On Feb 5, 2012, at 10:32 AM, Phil Schaffner <philip.r.schaff...@nasa.gov> wrote:

> Boris Epstein wrote on 02/04/2012 11:57 AM:
>> What is RAID0+1?
> 
> Nested RAID.  Paraphrasing http://en.wikipedia.org/wiki/RAID :
> 
> For a RAID 0+1, drives are first combined into multiple level 0 RAIDs 
> that are themselves treated as single drives to be combined into a 
> single RAID 1.

Probably the worse setup, a failure on both sides of a mirror means total loss 
and with the # of disks on each side of this setup the chance of this is much 
greater, recovery from a failure is a lot longer cause the whole stripe needs 
to re-mirror. While performance of reads is equal to 1+0 the writes are equal 
to a single mirror cause both sides need to complete before the next operation 
can run or only one write operation on the array at a time.

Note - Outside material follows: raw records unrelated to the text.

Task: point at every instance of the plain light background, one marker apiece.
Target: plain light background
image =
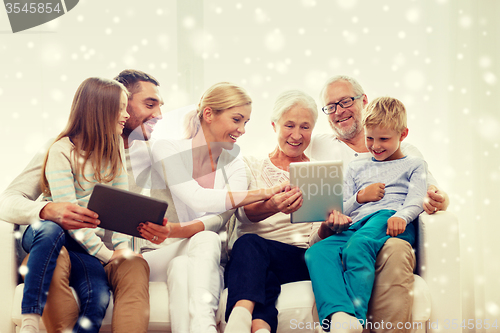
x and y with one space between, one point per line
440 57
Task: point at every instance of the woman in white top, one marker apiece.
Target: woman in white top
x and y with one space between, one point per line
271 252
205 177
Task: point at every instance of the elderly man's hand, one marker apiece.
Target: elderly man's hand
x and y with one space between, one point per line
338 222
286 202
435 200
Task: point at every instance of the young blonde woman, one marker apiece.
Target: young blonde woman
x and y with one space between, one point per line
88 151
206 177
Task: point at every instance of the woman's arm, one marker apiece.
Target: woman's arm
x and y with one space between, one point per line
172 164
286 202
59 171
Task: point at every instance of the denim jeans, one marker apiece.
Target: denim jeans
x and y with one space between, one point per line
43 240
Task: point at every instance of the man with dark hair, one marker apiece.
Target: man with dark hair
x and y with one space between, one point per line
128 278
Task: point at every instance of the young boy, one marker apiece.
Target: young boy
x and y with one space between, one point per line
382 195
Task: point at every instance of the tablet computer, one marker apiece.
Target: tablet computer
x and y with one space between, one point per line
321 183
123 211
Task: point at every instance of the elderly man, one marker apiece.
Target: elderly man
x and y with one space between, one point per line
128 278
343 100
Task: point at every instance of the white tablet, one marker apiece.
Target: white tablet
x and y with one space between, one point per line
321 183
123 211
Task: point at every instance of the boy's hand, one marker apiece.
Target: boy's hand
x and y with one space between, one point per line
395 226
373 192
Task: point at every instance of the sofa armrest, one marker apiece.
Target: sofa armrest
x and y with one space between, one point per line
438 258
8 275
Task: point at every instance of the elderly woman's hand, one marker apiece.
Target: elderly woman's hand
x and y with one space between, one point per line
338 222
286 202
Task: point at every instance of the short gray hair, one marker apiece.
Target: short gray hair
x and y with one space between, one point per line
290 98
358 90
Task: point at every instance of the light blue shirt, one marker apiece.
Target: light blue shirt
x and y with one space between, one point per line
405 182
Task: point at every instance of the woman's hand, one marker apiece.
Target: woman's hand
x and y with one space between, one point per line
286 202
282 187
337 222
127 253
395 226
373 192
154 232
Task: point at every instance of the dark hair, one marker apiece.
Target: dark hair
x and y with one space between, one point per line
130 78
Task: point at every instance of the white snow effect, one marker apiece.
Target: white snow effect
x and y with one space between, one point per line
281 67
465 21
57 95
489 128
346 4
413 15
315 79
490 78
163 40
493 309
334 63
485 62
129 60
189 22
275 41
308 3
261 16
350 36
85 323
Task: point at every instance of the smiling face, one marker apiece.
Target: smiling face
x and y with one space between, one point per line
383 143
294 130
144 110
227 126
123 115
345 122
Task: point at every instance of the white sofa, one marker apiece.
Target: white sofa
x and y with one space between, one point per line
437 285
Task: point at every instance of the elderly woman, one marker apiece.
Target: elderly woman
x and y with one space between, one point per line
270 250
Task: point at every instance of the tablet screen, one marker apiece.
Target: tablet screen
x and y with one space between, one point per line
321 183
123 211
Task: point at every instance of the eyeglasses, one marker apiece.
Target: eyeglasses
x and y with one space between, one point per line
345 103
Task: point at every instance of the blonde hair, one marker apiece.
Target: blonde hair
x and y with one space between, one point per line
93 120
290 98
385 112
219 97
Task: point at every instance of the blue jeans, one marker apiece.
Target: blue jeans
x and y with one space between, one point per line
348 260
44 241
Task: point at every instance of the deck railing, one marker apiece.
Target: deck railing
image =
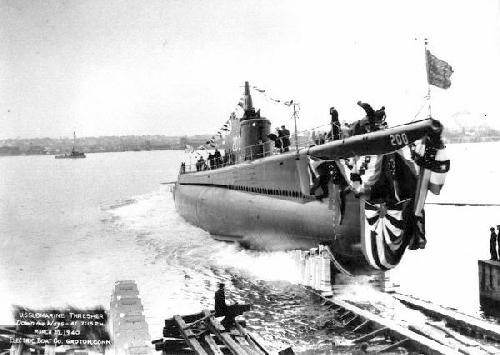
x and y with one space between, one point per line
314 136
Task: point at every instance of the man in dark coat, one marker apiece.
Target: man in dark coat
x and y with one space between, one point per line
285 134
220 301
217 158
493 244
321 180
375 118
335 133
498 240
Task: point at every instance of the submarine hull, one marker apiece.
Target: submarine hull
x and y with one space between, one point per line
270 223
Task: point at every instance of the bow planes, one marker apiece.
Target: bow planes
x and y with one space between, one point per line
362 195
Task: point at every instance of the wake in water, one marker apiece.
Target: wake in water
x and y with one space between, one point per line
185 264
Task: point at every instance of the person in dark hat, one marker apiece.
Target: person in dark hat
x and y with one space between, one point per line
285 138
493 243
335 132
498 241
220 301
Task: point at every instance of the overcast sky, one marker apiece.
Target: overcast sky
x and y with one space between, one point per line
169 67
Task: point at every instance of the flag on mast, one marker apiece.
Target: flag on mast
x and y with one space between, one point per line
438 71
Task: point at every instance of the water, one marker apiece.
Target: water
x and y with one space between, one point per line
71 228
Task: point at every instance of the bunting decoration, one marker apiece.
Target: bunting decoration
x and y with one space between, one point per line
438 71
272 99
361 172
384 240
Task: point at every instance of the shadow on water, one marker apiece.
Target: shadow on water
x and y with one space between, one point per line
490 309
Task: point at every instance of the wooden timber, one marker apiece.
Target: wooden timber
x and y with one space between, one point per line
453 318
205 335
383 326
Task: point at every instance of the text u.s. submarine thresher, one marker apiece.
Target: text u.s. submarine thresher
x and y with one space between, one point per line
373 210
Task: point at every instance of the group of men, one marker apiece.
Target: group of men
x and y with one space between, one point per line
281 139
494 240
215 161
373 121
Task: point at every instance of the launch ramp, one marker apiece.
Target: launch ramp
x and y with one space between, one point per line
203 334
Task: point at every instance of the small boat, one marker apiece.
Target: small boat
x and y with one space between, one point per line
74 154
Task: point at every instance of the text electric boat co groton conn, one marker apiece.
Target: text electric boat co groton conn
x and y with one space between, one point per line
377 183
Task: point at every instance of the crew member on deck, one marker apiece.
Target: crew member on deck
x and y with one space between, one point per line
335 132
285 134
493 244
220 301
321 180
498 240
217 158
200 164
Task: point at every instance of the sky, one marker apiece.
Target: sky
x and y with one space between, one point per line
177 67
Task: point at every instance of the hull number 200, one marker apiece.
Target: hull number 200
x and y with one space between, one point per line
399 139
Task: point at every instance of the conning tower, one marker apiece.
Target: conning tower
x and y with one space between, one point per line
254 130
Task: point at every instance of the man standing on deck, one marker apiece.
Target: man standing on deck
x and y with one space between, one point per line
498 241
285 134
220 301
335 133
493 244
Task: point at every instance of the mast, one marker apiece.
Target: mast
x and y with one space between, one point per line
428 76
295 116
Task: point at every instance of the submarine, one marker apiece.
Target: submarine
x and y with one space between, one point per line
370 211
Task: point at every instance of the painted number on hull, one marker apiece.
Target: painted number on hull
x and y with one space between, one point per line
399 139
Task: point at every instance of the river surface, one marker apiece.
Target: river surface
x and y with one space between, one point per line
70 228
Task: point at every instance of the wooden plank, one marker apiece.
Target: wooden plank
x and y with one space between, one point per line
189 337
219 331
251 340
371 335
361 326
455 318
393 346
420 342
351 320
213 346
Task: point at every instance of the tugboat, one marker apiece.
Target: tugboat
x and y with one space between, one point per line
373 184
74 154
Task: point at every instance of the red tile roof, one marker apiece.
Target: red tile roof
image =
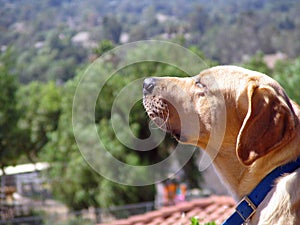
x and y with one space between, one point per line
214 208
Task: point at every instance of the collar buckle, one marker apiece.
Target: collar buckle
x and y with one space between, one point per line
246 209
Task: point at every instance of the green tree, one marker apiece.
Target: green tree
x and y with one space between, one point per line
257 63
40 105
73 181
287 73
9 151
112 28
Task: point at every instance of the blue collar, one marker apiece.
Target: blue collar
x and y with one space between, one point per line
246 208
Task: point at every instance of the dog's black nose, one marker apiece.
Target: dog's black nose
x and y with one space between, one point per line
148 85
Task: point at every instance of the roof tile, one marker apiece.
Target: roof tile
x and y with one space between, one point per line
213 208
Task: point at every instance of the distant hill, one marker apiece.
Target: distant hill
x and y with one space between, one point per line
227 31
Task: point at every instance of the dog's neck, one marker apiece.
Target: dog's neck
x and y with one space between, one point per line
240 179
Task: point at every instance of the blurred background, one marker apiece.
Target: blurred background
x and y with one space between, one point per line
45 46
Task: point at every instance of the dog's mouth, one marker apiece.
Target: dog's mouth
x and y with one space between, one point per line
162 113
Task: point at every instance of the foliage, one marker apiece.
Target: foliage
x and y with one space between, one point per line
40 105
36 118
226 31
257 63
288 75
8 112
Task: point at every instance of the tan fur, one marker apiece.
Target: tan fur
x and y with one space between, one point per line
261 133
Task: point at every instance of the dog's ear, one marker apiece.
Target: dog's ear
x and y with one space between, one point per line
269 123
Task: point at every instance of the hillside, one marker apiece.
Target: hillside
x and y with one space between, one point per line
65 32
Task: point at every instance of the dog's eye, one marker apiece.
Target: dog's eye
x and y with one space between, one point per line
199 84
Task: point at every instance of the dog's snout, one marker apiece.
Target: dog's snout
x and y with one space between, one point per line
148 85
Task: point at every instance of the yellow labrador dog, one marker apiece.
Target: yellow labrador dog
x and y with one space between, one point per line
261 133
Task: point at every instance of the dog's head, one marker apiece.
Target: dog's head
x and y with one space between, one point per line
259 116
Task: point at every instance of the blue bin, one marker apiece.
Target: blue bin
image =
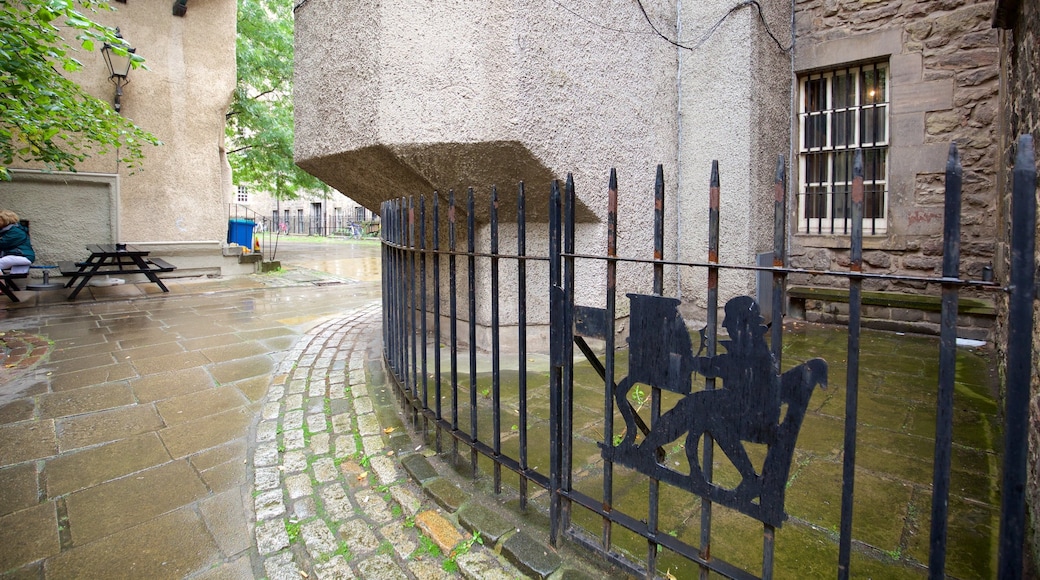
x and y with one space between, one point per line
240 232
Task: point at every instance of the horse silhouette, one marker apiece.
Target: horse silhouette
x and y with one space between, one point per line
746 409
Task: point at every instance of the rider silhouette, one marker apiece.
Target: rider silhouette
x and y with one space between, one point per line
747 407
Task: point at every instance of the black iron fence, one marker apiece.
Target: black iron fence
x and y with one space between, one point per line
757 403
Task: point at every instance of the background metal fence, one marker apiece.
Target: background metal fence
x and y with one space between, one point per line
445 402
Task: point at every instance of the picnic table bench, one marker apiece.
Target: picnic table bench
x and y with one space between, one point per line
7 284
113 259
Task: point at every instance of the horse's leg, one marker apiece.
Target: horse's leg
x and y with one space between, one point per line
621 398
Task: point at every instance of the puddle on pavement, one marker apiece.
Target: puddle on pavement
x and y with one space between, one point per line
362 269
892 490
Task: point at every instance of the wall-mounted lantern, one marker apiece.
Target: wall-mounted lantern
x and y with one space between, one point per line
119 68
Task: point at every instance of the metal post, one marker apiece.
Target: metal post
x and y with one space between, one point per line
612 291
471 278
852 374
1023 214
522 338
947 368
710 339
556 333
496 395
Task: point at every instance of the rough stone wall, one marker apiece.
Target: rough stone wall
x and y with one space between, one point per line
943 75
1020 103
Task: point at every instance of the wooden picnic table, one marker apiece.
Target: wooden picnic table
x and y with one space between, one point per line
109 259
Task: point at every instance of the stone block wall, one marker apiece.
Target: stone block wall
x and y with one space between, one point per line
1020 108
943 75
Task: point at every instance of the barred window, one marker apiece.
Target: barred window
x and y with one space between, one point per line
842 110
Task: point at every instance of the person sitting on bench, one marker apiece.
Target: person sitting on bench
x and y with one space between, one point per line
16 249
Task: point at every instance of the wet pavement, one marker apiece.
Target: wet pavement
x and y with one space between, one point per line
242 428
214 431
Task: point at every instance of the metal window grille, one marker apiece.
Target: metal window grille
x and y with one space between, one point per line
430 277
842 110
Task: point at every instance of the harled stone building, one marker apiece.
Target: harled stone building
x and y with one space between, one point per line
175 205
409 100
397 99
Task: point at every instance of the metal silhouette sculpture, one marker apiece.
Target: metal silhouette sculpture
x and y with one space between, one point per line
746 409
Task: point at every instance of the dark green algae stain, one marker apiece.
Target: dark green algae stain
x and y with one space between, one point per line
898 386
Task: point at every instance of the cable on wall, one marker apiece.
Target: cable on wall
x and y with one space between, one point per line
711 30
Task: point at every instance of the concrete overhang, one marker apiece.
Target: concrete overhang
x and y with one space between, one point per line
374 174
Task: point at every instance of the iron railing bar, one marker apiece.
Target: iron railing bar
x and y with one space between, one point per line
487 450
422 311
1019 360
522 337
437 317
947 369
411 304
852 371
608 386
453 321
787 270
471 279
777 310
567 395
710 340
716 564
556 363
496 396
462 253
653 498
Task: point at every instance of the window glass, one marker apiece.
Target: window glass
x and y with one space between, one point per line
843 110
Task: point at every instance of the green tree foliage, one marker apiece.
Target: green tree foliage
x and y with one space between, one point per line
45 117
260 121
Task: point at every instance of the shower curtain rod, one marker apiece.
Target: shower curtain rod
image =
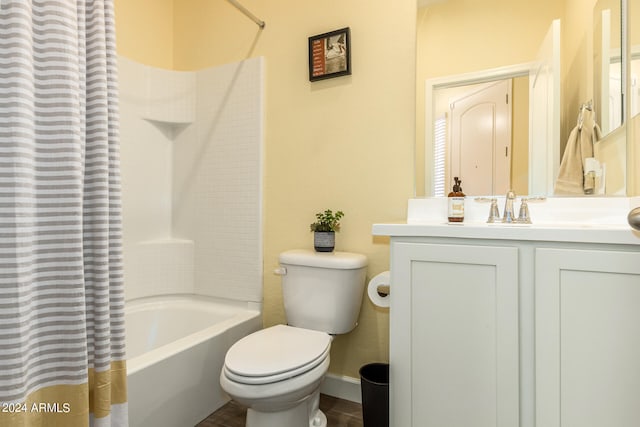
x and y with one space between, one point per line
251 16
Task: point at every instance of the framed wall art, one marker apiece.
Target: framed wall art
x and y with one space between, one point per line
330 55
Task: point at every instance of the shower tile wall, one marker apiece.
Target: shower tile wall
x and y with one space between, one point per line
191 172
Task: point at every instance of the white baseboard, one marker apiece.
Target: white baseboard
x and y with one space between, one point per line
342 387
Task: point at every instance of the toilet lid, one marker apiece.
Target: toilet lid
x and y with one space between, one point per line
276 353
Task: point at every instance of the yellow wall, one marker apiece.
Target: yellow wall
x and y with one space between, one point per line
144 31
344 143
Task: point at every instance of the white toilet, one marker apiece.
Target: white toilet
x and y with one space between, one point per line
276 372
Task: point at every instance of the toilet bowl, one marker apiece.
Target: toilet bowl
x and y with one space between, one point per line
276 372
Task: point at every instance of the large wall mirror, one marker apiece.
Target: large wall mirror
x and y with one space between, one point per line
501 87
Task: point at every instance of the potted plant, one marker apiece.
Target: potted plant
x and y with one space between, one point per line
324 236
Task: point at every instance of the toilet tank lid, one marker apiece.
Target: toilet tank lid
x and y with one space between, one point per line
337 260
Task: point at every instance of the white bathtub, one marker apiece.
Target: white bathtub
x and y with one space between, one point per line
175 351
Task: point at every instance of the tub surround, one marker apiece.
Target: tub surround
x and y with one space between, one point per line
508 321
191 145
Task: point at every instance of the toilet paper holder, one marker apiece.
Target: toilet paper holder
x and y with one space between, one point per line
383 290
379 288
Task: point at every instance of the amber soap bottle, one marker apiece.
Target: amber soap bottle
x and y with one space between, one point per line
456 202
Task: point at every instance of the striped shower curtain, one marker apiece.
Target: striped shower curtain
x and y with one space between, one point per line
62 359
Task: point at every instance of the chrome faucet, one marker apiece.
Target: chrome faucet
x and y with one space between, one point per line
508 215
523 215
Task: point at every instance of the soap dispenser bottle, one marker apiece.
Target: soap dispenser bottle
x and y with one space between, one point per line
456 202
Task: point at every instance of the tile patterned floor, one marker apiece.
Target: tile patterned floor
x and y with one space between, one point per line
340 413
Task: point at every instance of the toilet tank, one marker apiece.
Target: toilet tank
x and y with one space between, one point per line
322 290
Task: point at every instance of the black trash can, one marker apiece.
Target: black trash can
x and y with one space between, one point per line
374 384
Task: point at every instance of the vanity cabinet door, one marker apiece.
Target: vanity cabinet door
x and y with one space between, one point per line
587 338
454 336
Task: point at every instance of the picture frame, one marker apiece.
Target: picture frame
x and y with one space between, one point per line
330 54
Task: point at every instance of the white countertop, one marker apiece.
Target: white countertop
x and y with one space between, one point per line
583 220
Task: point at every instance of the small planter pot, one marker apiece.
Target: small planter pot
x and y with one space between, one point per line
324 241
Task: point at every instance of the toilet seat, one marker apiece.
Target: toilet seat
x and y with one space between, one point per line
275 354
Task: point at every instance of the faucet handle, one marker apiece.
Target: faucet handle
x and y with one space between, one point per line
494 213
523 215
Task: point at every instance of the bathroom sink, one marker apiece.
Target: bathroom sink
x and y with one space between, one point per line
579 219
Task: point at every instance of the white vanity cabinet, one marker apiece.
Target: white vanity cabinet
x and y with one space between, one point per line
513 327
587 337
454 345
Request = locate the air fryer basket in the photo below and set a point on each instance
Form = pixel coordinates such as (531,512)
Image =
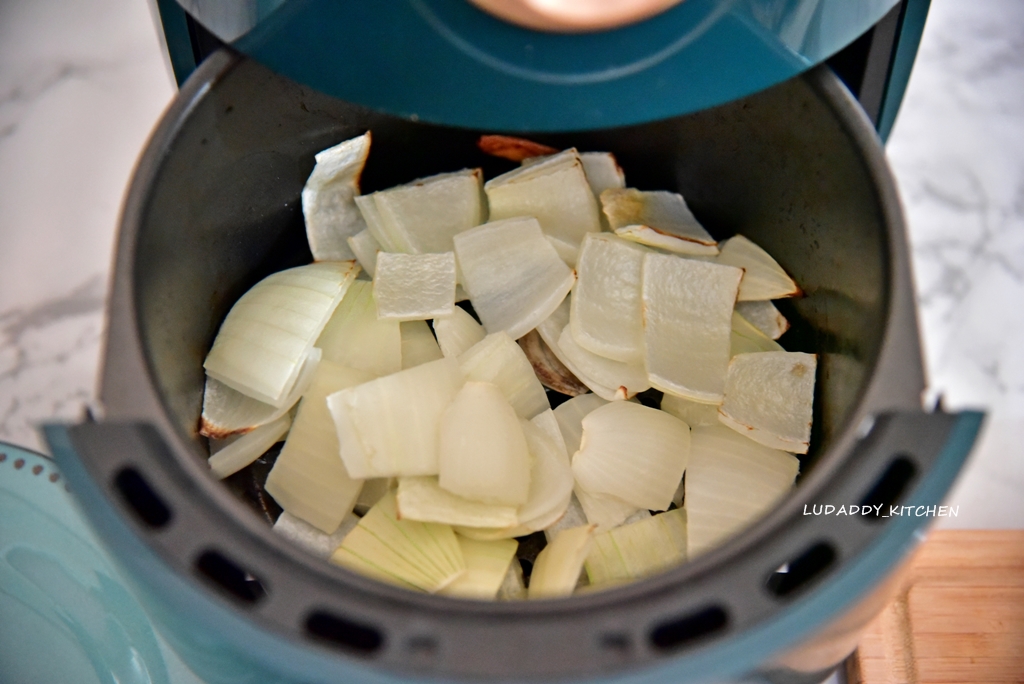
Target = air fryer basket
(214,207)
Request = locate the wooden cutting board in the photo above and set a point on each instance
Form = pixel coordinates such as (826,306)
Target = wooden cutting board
(958,618)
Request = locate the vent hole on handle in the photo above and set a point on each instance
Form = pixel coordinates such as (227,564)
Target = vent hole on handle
(341,632)
(802,570)
(684,631)
(135,492)
(888,489)
(229,576)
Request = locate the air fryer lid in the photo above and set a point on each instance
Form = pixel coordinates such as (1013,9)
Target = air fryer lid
(214,207)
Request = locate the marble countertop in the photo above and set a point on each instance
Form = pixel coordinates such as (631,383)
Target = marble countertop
(83,83)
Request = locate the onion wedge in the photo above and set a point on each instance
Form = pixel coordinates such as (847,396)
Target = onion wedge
(656,218)
(638,549)
(498,359)
(308,479)
(389,426)
(633,453)
(769,397)
(687,325)
(243,451)
(513,275)
(416,555)
(265,338)
(606,314)
(328,203)
(763,278)
(730,482)
(414,287)
(354,337)
(558,565)
(227,412)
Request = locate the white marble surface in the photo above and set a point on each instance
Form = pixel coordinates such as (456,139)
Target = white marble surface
(82,83)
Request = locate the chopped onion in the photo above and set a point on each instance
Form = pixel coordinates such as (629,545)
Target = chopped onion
(634,453)
(606,313)
(555,191)
(557,566)
(416,555)
(487,564)
(498,359)
(730,482)
(458,332)
(657,218)
(763,315)
(389,426)
(609,379)
(423,216)
(693,414)
(328,199)
(423,499)
(763,278)
(365,247)
(482,451)
(354,336)
(266,336)
(418,344)
(769,397)
(513,275)
(414,287)
(248,447)
(687,325)
(227,412)
(308,478)
(745,338)
(638,549)
(309,538)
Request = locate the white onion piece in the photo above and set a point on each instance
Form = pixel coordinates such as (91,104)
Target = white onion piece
(763,278)
(308,478)
(769,397)
(414,287)
(309,538)
(747,338)
(609,379)
(657,218)
(555,191)
(266,336)
(730,482)
(693,414)
(354,336)
(557,567)
(482,453)
(365,247)
(418,344)
(639,549)
(423,499)
(604,511)
(227,412)
(389,426)
(458,332)
(602,171)
(248,447)
(569,416)
(416,555)
(498,359)
(606,313)
(328,199)
(422,216)
(487,564)
(763,315)
(513,275)
(634,453)
(687,325)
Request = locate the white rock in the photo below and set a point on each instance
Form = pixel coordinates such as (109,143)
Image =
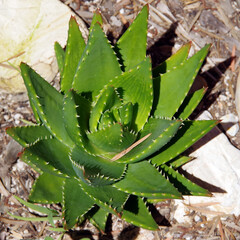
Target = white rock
(217,163)
(234,128)
(28,30)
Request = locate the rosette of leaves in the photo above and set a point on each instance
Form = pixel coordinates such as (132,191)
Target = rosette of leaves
(110,140)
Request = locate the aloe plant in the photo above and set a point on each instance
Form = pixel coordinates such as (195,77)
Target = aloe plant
(110,140)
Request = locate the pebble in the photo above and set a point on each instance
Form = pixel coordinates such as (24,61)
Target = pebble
(230,124)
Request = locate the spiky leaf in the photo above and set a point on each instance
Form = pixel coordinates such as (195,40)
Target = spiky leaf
(74,51)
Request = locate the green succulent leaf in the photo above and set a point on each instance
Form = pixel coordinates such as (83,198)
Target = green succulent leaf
(94,164)
(190,132)
(131,47)
(107,197)
(157,133)
(175,60)
(135,86)
(76,202)
(28,135)
(99,219)
(136,212)
(60,56)
(48,103)
(74,50)
(184,185)
(112,139)
(144,180)
(106,100)
(47,189)
(97,18)
(44,210)
(100,57)
(174,85)
(190,103)
(179,161)
(50,156)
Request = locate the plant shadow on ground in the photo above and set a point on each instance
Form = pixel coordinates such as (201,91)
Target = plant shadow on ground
(159,52)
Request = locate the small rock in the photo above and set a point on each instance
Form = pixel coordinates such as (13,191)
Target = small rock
(230,124)
(115,21)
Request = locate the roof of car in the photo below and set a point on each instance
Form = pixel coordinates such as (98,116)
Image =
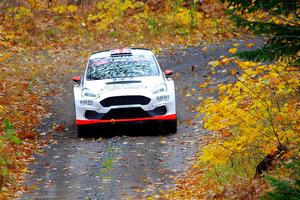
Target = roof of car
(120,52)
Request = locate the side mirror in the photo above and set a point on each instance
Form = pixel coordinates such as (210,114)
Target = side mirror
(76,79)
(168,72)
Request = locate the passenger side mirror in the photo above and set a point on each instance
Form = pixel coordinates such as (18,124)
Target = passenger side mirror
(76,79)
(168,72)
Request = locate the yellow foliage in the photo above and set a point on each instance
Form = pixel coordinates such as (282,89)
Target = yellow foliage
(232,50)
(261,110)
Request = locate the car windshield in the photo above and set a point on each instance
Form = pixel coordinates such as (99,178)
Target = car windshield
(121,67)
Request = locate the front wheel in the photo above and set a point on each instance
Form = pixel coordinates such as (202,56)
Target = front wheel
(82,131)
(171,126)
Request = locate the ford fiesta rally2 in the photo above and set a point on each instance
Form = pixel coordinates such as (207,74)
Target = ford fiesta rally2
(124,85)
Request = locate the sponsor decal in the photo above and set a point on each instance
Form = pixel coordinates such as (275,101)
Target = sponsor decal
(163,98)
(123,86)
(86,102)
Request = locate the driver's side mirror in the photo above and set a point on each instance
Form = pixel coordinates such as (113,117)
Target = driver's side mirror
(76,79)
(168,72)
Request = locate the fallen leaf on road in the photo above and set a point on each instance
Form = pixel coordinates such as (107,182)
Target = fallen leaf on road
(232,50)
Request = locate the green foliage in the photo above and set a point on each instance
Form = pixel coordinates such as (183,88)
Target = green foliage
(277,20)
(285,189)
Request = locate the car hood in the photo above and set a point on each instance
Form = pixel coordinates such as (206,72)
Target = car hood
(124,86)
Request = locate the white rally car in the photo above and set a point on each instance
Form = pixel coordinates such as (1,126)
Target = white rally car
(124,85)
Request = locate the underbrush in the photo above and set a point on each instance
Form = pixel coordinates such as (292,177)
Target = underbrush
(33,33)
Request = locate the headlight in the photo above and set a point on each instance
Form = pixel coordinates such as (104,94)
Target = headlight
(160,88)
(88,93)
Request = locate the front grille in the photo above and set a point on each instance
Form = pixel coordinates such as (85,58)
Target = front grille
(90,114)
(126,113)
(125,100)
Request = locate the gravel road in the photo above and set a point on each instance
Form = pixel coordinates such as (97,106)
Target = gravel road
(134,161)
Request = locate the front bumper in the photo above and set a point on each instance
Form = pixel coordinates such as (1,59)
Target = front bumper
(93,112)
(154,118)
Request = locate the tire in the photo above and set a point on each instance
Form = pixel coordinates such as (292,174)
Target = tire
(82,131)
(171,126)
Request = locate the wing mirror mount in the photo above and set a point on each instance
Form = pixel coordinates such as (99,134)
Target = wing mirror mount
(76,79)
(168,72)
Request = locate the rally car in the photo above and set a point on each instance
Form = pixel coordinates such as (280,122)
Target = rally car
(124,85)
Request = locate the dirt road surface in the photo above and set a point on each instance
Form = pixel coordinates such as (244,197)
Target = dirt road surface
(134,160)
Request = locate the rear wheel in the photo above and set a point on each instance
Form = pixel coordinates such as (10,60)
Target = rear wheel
(171,126)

Much better RAID level is 1+0 which is a series of mirrors striped together. 
While a failure on both sides of any one mirror is total for the array there is 
only 1 disk on either side so the odds are less, recovery from failure is 
faster as well cause only one disk needs to be re-mirrored. Performance of 
reads and writes are equal because each mirror can perform writes independant 
of the others, or # of write operations equal to the number of mirrors.